When McKinsey sees the potential of something you can bet it will grow. They did it with Customer Experience less than a decade ago and now they’re onto design.
A couple of weeks ago, they published a study on the positive correlation between design and financial business performance at 300 publicly listed companies.
Reflections beyond its face value
Now I’ve had the time to take a good look at what the report is saying and have read Erik Roscam Abbing’s great reflection on it, I thought I’d share my thoughts on it too.
In the paper McKinsey details four key clusters of design actions that showed the highest correlation with improved financial results. These are:
- Analytical leadership
- Cross-functional talent & collaboration
- Continuous & fast iterations with users
- User experience
I’ll dig into each four of them and provide some insight from our perspective.
1. Analytical Leadership:
(Service) Design is often blamed for lacking the quantitative proof and analytical approach of business. I believe that’s partly true, but as Erik Roscam Abbing states, business has been holding on to the shareholder value paradigm and there is so much more value to be created.
One of the strongest business imperatives around is ‘what gets measured gets done’. Maybe McKinsey could use its power to change the metrics that matter in the C-suite from being shareholder-centric to more human-centric. Now that would be a bold move!
Also, I’m not a fan of the analytical leadership frame. There’s plenty of that available in the C-suite already. For design to flourish, the C-suite requires a more balanced combination of bold and humble, analytical and creative, empathic, explorative and methodological people.
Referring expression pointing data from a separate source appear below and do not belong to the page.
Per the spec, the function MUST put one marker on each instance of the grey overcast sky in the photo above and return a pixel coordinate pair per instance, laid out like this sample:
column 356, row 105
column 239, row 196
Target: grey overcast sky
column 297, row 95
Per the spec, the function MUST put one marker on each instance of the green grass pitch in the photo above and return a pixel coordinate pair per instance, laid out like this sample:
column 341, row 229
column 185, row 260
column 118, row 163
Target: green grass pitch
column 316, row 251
And it requires a leadership team that is appreciative of all these differences and knows how to leverage them.
Service Design should not exist as a separate discipline to collaborate with
2. Cross-functional talent & collaboration:
Collaboration with the many stakeholders within and around our client organisations is fundamental to the Service Design approach. It’s great to see that McKinsey and the hundreds of business leaders who filled out their questionnaire, recognise this.
But I think there is more to it. At the Service Design Global Conference in Dublin, the Service Design community concluded that Service Design should not exist as a separate discipline to collaborate with.
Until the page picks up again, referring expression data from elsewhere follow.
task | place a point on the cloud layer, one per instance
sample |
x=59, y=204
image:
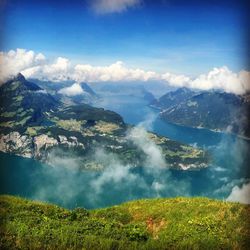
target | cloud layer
x=112, y=6
x=35, y=65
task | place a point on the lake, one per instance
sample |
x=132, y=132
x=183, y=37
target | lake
x=71, y=188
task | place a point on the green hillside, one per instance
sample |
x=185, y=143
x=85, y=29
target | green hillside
x=178, y=223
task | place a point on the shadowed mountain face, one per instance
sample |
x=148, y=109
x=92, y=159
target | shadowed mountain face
x=34, y=124
x=87, y=96
x=23, y=102
x=212, y=110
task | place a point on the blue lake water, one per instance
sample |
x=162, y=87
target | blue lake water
x=70, y=188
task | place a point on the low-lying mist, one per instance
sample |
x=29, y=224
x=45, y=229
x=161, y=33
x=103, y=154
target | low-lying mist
x=61, y=181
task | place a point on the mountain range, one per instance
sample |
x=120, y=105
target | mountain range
x=35, y=124
x=207, y=109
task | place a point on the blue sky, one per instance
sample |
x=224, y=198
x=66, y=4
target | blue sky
x=164, y=36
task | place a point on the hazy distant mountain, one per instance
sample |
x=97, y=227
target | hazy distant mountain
x=34, y=124
x=212, y=110
x=172, y=98
x=132, y=90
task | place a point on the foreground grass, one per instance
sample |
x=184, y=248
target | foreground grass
x=179, y=223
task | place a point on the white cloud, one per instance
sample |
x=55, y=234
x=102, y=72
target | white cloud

This is why Livework and its clients have already integrated service design with agile development. We created a powerful playbook for grid and product owners, agile coaches and others involved in the process. It leverages an outside in service design perspective and the rigour that comes with it. This approach creates more impact compared to Service Design (or CX) having a seat at a large sprint-table.
Cross-functional collaboration is silver, cross-functional collaboration with a shared customer-centric vision and integrated service design methodology is gold.
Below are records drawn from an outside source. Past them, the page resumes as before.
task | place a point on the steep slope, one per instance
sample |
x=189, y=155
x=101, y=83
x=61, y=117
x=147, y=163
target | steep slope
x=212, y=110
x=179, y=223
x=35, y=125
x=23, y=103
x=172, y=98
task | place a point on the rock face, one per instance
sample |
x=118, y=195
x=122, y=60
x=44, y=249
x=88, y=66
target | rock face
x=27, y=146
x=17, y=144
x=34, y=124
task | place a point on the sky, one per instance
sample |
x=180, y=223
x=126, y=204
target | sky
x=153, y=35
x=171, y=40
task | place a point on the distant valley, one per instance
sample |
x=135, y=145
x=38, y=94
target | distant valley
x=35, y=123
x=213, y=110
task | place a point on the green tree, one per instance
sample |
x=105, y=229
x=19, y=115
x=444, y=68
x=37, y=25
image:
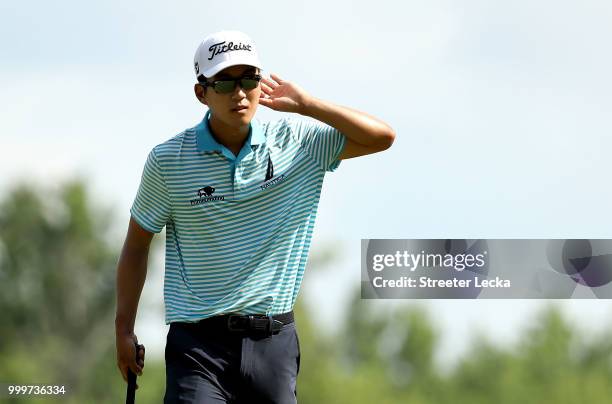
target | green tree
x=57, y=271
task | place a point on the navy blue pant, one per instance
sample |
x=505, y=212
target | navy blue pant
x=206, y=365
3. Continuous & fast iterations with users
McKinsey’s research finds that most companies don’t involve customers in the early stages of (agile) development. This is a big miss, as it will actually slow down identifying the right solution for unmet customer needs. McKinsey then also emphasises that iterations should be done fast because it’s a fast world out there.
This brings to me to a reflection on the “fast” imperative that is so popular these days.
In my experience, many businesses struggle with the surge of ideas generated in brainstorm sessions across the company. Roadmaps are flooded and backlogs get cluttered until people feel the same way about agile as they did about waterfall: nothing changes fast.
The issue: people are working hard to do a lot of things right fast, but fail to understand and align on what the right things to work on are.
The issue: people are working hard to do a lot of things right fast, but fail to understand and align on what are the right things to work on
4. More than a product, it's the user experience:
This may well be the toughest one. Even service designers fall victim to a love for our tools and methods. Companies are proud of what they do, which is a good thing. And yes, obviously I agree that focus needs shifting toward the user experience across channels and silos. But a focus on the user experience alone will not suffice to create impact.
The user is only one perspective on a person. You also need to see that person as a human, as a customer over the lifecycle and as a co-creator of value. It is all these perspectives together that will create a full and rich picture. This is then robust enough to inform vision, strategy, implementation and delivery of value beyond faster ways to generate company desired transactions.
Because ultimately it boils down to this: if you believe design is about what it looks like (to the user) on the outside, you’ve got it wrong and you will fail to realise its full potential.
To conclude:
McKinsey does the service design community a huge favour with this research. Demand for service design will increase with the promise of more positive impact on the way people live and work. And that’s awesome.
This article is not to suggest McKinsey does not see the perspectives I discussed above. We have to acknowledge though, that the report only scratches the surface of the potential value of (service) design.
I’ve tried to go a bit beyond the this by highlighting some perspectives based on my own and Livework’s collective 17 years of experience. I hope it resonates.